Selain itu, di dalam hutan itu juga harus tersedia pakan alami yang cukup, populasi orangutan belum padat, dan dinilai laik untuk keberlangsungan hidup orangutan. Untuk orangutan yang baru dilepasliarkan, diperlukan kawasan sekitar 100 hektar untuk 2 orangutan.
Hutan yang masih sedikit populasi orangutannya diperlukan oleh orangutan yang baru dilepasliarkan agar mampu beradaptasi. Jika populasi sudah banyak, dikhawatirkan terjadi konflik dengan orangutan liar di hutan. Hal itu bisa membuat orangutan yang dilepasliarkan mudah stres.
Kepala Balai Konservasi Sumber Daya Alam (BKSDA) Kaltim Sunandar Trigunajasa mengatakan, hingga September 2019, BKSDA Kaltim bersama Yayasan BOS sudah melepasliarkan 18 orangutan, terbagi dalam lima sesi. Menurut dia, jumlah itu belum ideal mengingat banyak orangutan yang disiapkan untuk dilepasliarkan.
Hutan Kehje Sewen diapit oleh tiga hutan lindung, yakni Hutan Lindung Long Kemul, Hutan Lindung Telensoh, dan Hutan Lindung Batu Mesangat. Sebagian besar area hutan lindung itu memiliki ketinggian yang beragam, banyak yang di atas 700 meter di atas permukaan laut. Selain itu, padatnya populasi orangutan di sana juga menjadi hambatan.
Kami sedang mencari ruang alternatif yang ideal di Kaltim.
”Memang cukup berat mencari alternatifnya. Kami sedang berusaha memfasilitasi itu, berkoordinasi dengan dinas kehutanan. Kami sedang mencari ruang alternatif yang ideal di Kaltim,” ujar Sunandar.

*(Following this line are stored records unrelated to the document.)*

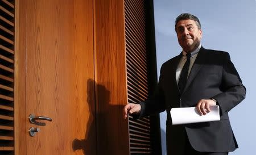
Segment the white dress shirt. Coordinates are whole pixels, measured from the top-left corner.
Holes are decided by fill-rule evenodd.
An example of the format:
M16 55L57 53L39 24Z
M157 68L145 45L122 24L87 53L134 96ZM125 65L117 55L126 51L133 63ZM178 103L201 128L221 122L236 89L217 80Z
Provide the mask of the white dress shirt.
M201 45L200 44L199 44L199 46L194 51L191 52L191 57L190 58L190 64L189 68L188 68L188 78L189 75L190 71L191 70L191 68L193 65L194 64L195 60L196 60L196 57L197 56L198 52L199 52L201 48ZM179 62L177 70L176 70L176 79L177 81L177 84L178 83L179 79L180 79L180 73L181 73L182 68L183 68L185 62L187 61L186 54L187 54L186 52L182 51L183 56L180 60L180 62Z

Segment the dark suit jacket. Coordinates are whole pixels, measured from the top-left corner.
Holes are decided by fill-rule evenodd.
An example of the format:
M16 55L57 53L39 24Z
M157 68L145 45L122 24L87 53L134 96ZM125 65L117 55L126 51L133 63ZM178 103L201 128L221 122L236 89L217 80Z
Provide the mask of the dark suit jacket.
M167 153L178 154L184 149L187 133L193 148L200 152L230 152L238 148L228 112L245 98L246 89L230 61L228 53L201 47L191 69L184 92L178 88L176 70L181 55L164 63L155 95L139 103L139 117L166 110ZM170 110L172 107L188 107L199 100L217 100L221 120L172 125Z

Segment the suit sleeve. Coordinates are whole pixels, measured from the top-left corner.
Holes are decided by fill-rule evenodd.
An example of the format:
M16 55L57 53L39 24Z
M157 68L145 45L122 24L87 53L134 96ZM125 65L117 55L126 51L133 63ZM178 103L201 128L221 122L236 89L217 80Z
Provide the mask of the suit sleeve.
M213 98L217 100L222 114L228 112L245 98L246 90L228 53L222 66L221 90L222 93Z
M154 95L149 99L138 103L141 106L141 110L138 115L134 115L134 119L159 113L166 110L164 105L164 94L162 89L163 75L163 65L161 67L160 74L158 83Z

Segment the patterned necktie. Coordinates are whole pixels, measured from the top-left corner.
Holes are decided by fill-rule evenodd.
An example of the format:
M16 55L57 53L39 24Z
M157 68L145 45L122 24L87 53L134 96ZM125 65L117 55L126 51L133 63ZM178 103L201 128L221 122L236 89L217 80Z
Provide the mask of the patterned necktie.
M187 79L188 78L188 69L189 68L190 57L191 57L191 53L187 53L186 56L187 61L183 66L183 68L182 69L178 83L179 89L180 89L180 93L181 93L183 92L184 89L185 88L185 86L187 83Z

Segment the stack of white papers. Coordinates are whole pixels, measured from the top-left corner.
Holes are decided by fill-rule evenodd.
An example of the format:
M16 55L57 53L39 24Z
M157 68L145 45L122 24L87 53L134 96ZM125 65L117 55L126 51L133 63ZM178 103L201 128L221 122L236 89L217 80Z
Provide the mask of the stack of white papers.
M210 106L210 109L209 112L201 116L195 107L172 108L171 110L172 125L220 120L218 106Z

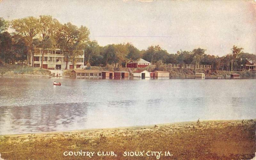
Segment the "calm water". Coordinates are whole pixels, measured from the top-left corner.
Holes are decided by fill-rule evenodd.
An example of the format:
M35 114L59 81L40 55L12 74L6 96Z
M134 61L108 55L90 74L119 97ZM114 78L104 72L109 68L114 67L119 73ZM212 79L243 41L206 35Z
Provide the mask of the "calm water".
M255 118L256 95L255 79L2 77L0 134Z

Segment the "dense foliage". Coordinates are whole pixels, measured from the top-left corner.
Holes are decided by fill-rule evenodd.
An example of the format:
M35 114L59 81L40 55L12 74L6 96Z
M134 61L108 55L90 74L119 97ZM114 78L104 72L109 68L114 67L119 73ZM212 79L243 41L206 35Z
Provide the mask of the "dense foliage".
M6 31L10 26L14 31L10 33ZM117 64L125 66L129 60L142 58L158 65L166 63L208 65L215 70L230 71L231 59L236 60L233 61L235 70L244 65L246 59L256 60L255 54L244 53L243 48L235 45L231 54L221 57L207 54L205 50L200 48L169 54L159 45L141 50L129 43L101 46L96 41L89 39L89 34L86 27L78 27L70 22L62 24L50 16L30 16L11 22L0 18L0 64L27 63L28 55L33 56L36 48L46 49L56 45L69 51L64 52L67 57L74 57L84 50L85 65L90 66Z

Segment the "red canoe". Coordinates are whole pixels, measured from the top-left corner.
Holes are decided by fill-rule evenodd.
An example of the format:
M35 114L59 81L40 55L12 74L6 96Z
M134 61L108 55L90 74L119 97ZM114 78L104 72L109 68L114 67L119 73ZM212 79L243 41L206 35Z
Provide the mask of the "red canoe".
M56 86L61 86L61 84L60 83L53 83L53 85L56 85Z

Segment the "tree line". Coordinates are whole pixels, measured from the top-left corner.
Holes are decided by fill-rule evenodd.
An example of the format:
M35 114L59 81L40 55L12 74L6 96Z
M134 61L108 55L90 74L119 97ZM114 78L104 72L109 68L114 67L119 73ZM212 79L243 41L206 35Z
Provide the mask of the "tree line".
M13 32L6 31L9 27ZM221 57L206 54L206 50L200 48L169 54L159 45L142 50L129 43L102 46L96 41L90 40L89 35L90 31L85 26L79 27L70 22L62 24L49 15L29 16L10 21L0 18L0 64L29 63L28 57L32 55L33 66L37 48L45 50L53 48L56 44L62 50L69 51L63 52L66 67L69 57L73 58L83 51L84 64L88 66L117 63L125 66L129 60L142 58L153 64L207 65L212 65L214 70L230 70L231 59L237 60L233 61L235 69L244 65L246 59L256 60L255 54L244 53L244 49L235 45L231 49L232 53ZM44 54L43 52L41 64ZM75 58L73 59L75 64Z

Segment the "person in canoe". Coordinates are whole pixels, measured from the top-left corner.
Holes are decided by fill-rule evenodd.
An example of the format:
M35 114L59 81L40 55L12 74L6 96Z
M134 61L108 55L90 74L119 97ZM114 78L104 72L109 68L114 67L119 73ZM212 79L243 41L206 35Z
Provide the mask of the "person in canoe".
M60 82L59 82L59 83L56 82L55 81L54 81L53 82L53 85L56 85L56 86L61 86L61 84L60 83Z

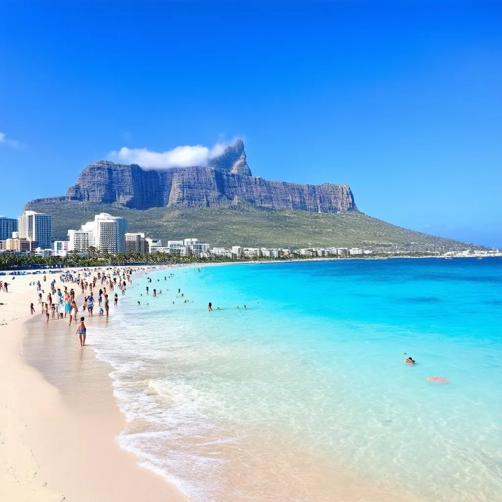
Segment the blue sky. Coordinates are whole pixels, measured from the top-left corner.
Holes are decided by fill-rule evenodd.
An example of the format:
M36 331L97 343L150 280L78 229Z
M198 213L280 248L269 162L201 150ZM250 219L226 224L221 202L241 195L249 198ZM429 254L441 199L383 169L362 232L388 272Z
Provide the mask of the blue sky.
M240 136L254 174L502 247L501 6L7 0L0 214L123 147Z

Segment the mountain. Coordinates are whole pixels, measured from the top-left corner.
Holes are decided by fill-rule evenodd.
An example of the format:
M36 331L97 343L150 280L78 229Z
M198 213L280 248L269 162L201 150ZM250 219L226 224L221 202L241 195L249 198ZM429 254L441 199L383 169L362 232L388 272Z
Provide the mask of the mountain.
M299 185L252 176L240 139L207 166L147 170L136 164L94 162L80 173L66 196L135 209L243 204L319 213L357 210L346 185Z
M360 246L393 252L479 247L363 214L346 185L253 176L240 140L207 166L147 170L94 162L66 196L32 200L25 209L52 214L53 235L62 239L69 228L104 211L127 218L130 231L164 240L196 237L214 246Z
M178 239L197 237L216 246L359 246L375 251L461 250L479 246L435 237L391 225L356 211L319 214L293 209L252 206L221 207L152 207L139 210L119 204L39 199L26 209L52 214L53 235L66 238L68 228L78 228L101 211L126 218L130 231L147 237Z

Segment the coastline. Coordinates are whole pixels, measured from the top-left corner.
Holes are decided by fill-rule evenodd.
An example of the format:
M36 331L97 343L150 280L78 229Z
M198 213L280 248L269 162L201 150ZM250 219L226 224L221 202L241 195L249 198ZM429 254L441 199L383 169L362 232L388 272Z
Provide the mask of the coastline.
M315 261L330 260L318 258ZM135 272L133 282L151 272L196 268L199 265L212 267L273 263L284 262L267 260L142 266ZM87 269L93 270L93 267ZM47 274L48 281L59 279L59 274ZM27 302L35 293L32 287L24 288L23 283L42 277L28 275L16 276L14 280L12 276L10 280L2 278L9 281L10 292L0 293L0 303L6 303L0 305L0 323L7 321L7 325L0 326L0 394L3 396L0 399L0 498L34 502L187 500L172 480L166 480L155 471L142 467L138 457L122 449L116 440L124 429L126 419L112 394L110 384L113 381L109 376L111 366L98 359L94 350L90 350L93 326L102 325L108 320L95 316L91 320L86 315L86 323L91 327L90 346L89 350L83 351L74 336L74 324L69 332L64 321L55 323L51 320L46 323L38 313L38 307L36 315L23 323L23 320L29 317L25 313L29 305ZM56 287L61 284L58 281ZM77 295L77 304L81 304L82 297ZM119 307L120 303L119 300ZM120 308L111 312L109 322L113 321L114 315L120 315ZM20 320L11 320L16 316ZM60 381L54 381L61 367L66 373L61 375ZM85 385L79 385L82 381ZM278 435L270 438L267 444L273 444L279 439ZM253 447L258 449L263 444ZM281 451L276 454L274 458L280 461ZM294 458L297 457L300 459L302 455ZM292 459L287 462L293 463ZM267 477L260 473L261 467L257 463L252 469L261 481ZM388 502L412 499L407 494L390 492L387 488L380 491L372 483L354 477L339 466L328 470L326 479L331 477L334 481L336 477L337 494L343 493L343 500ZM334 476L335 471L336 476ZM232 470L231 466L228 474L236 479L242 475ZM311 475L314 474L309 474L309 478ZM295 482L301 485L302 479L299 476ZM324 482L320 478L318 480L319 485ZM326 496L333 492L332 485L327 484L326 489ZM273 495L273 491L269 490L268 494ZM363 498L363 495L370 498Z
M20 276L11 279L9 292L0 293L0 498L186 500L174 485L141 467L136 456L117 443L126 418L113 396L111 367L98 360L91 347L81 350L73 336L74 324L68 328L63 320L46 322L38 308L24 322L35 291ZM23 344L29 340L30 331L50 342L53 357L49 362L57 361L58 355L81 355L92 381L74 386L69 395L48 382L23 357ZM59 341L64 334L72 353L60 350ZM81 365L77 368L81 369ZM81 381L83 375L77 374Z

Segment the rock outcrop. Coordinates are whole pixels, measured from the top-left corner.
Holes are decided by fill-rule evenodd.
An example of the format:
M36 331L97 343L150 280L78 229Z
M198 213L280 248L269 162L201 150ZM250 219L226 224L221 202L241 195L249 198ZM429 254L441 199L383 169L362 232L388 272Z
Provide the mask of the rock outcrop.
M252 176L241 140L207 166L146 170L136 164L94 162L80 173L67 197L137 209L250 204L321 213L357 210L346 185L299 185Z

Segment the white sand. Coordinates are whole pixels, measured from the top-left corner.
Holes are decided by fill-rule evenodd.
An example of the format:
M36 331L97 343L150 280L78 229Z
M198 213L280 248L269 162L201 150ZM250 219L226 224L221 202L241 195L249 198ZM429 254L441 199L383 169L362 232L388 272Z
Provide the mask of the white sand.
M45 283L42 278L0 276L9 284L8 293L0 292L0 303L4 304L0 305L0 500L185 500L163 478L139 467L135 456L117 444L115 437L125 419L113 398L109 368L93 353L87 355L90 359L92 353L102 381L100 399L94 403L92 395L86 396L91 405L78 412L23 360L23 321L31 317L31 303L38 318L36 322L46 324L35 288L29 282L38 279L43 287L46 285L44 301L53 279L57 281L56 288L62 286L59 274L47 274ZM64 322L51 321L48 325L60 326Z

Ia mengatakan, keberadaan orangutan perlu diperjuangkan untuk keseimbangan proses ekologis dalam ekosistem hutan. Keanekaragaman hayati penting dipertahankan sebab akan menjaga hutan dan membuat hutan berkembang secara alami. Dampaknya, manusia memiliki paru-paru dunia sebagai penghasil oksigen.
Di sisi utara Hutan Kehje Sewen terdapat sekitar 52.000 hektar hutan produksi terbatas yang sudah habis masa konsesinya. Sebagian besar wilayahnya memiliki ketinggian yang sesuai untuk orangutan hidup.
Kepala Biro Hubungan Masyarakat Kementerian Lingkungan Hidup dan Kehutanan Djati Witjaksono Hadi mengatakan, hutan produksi yang sudah habis masa konsesinya menjadi milik negara. Hutan itu bisa saja digunakan untuk kepentingan lain, tergantung dari kebijakan dan dukungan pemerintah daerah.
”Jika pemerintah daerah merekomendasikan kawasan itu (menjadi tempat pelepasliaran dan dilindungi), tidak masalah. Pada prinsipnya, kita mempertahankan kawasan konservasi dan kawasan lain yang ada orangutannya,” kata Djati.
Ia menyebutkan, jika ada kawasan hutan yang bukan hutan lindung, melainkan memiliki keanekaragaman hayati, bisa menjadi kawasan ekonomi esensial. Artinya, keragaman hayati dan ekosistem di sana akan dilindungi dengan kerja sama pemerintah, swasta, dan masyarakat.